A few months back, Shawn installed our new cooktop and double oven, so I announced that my family would be having Thanksgiving at our place. (We invited Shawn's parents as well, but usually they have T-Day with his aunt's family, although they ended up coming down to Lakewood due to dad's surgeries.)

ooh, boy.

Between my sleeping through the first three months of my pregnancy and the evacuation and Shawn's dad going into the hospital, my expectations for the elegance of my hosting became increasingly lowered. However, I did get the public rooms clean and vacuumed and the food came out well.

I'd decided at the beginning that, this being my first Thanksgiving, I was not going to compound everything else going on by attempting to cook a turkey from scratch, so I bought one of those pre-fab dinner from Vons (yes, I crossed the picket line -- I have very little sympathy for people making $16-24/hr who are whining about being asked to contribute $5/wk [$15/wk for family] for medical premiums) which worked very well.

Dad brought his wonderful cranberry/orange relish, gravy, green beans (no onions -- yecch!) and extra stuffing that we ended up not getting to, so everyone was well fed.
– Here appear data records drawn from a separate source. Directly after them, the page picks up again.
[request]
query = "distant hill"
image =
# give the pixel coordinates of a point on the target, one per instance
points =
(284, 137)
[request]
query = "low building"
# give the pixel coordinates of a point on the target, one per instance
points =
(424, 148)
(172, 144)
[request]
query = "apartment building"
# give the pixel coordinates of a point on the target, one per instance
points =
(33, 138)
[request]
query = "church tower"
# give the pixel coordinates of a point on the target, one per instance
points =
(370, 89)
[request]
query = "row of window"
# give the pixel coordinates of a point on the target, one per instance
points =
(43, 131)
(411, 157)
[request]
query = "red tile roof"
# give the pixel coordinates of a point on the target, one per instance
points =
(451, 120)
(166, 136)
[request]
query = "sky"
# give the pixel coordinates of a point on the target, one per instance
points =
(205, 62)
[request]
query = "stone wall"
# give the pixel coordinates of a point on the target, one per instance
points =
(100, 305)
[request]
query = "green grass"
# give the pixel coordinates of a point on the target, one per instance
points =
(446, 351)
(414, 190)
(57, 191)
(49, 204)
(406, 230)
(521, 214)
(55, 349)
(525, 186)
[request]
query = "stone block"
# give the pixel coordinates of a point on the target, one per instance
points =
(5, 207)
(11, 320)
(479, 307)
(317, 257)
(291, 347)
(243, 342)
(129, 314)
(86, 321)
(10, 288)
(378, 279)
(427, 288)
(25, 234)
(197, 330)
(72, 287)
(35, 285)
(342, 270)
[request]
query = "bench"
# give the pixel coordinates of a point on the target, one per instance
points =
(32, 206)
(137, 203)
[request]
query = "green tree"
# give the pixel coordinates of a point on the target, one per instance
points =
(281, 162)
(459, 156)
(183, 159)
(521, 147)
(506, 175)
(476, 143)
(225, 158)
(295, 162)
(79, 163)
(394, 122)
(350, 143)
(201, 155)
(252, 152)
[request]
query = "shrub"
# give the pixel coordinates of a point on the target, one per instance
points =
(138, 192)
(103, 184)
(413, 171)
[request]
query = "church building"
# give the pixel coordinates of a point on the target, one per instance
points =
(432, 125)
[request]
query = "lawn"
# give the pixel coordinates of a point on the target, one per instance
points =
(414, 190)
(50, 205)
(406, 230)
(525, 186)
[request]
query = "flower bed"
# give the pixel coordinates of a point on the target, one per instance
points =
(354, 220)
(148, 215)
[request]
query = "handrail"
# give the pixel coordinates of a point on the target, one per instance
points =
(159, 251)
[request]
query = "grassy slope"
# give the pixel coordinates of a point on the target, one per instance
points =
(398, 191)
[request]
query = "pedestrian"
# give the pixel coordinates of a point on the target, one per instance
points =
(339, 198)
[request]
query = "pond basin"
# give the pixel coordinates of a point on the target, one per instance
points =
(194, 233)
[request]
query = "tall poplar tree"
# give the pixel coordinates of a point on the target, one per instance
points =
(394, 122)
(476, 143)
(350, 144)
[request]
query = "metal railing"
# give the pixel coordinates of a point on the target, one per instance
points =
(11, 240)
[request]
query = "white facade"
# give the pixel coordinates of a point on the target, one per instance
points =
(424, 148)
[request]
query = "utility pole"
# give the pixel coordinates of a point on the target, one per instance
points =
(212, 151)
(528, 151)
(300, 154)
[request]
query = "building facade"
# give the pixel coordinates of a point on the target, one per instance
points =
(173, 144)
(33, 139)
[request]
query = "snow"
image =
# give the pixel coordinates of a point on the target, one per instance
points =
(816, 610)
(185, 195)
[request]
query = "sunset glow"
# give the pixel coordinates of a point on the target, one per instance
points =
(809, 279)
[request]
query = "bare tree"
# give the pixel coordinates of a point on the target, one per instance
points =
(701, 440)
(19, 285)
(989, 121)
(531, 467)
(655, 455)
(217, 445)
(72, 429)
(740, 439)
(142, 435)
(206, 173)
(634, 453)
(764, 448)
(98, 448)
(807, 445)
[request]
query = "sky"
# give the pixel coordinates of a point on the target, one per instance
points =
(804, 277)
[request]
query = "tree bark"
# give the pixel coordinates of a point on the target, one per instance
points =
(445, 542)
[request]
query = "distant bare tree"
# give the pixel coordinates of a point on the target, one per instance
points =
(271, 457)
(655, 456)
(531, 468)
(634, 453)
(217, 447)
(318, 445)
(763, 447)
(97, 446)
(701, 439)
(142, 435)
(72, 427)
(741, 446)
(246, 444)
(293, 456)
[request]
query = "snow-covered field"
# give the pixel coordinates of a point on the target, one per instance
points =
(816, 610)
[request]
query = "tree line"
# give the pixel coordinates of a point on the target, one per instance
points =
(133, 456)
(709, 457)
Jess couldn't make it because she'd already invited a girl in her apartment complex to have dinner with her and little Jonathan, my brother and his boyfriend were concerned with the long drive to and from Big Bear in the dark (a couple of loss-of-control accidents can make you leery of such things), my cousin Erik's girlfriend was with her family, and Shawn [*snif*] was with his. So it ended up being me, Mom and Dad, Grandma and Aunt Barb, Uncle Warren (Mom's brother -- the one in Crestline), and my cousin, Erik. A manageable size for a First.

The table and linens had belonged to Grandmother (maternal), the dishes had been Aunt Barb's, the silverware was my great-grandmother's, and the grace I read before the meal was the same old, faded scrap of newspaper clipping that Grandpa read at every Thanksgiving I could remember at my grandparents' table.

Dad said there were good and bad things about this. He said that the good thing was that it felt like a new tradition. The bad thing was that -- it felt like a new tradition (implying that I may have gotten myself into something permanent.)

I don't mind at all. I missed Shawn dreadfully, but there will be next year.

Good thing Grandmother's table comes with five leaves.



QotD

Tradition does not mean that the living are dead; it means that the dead are living.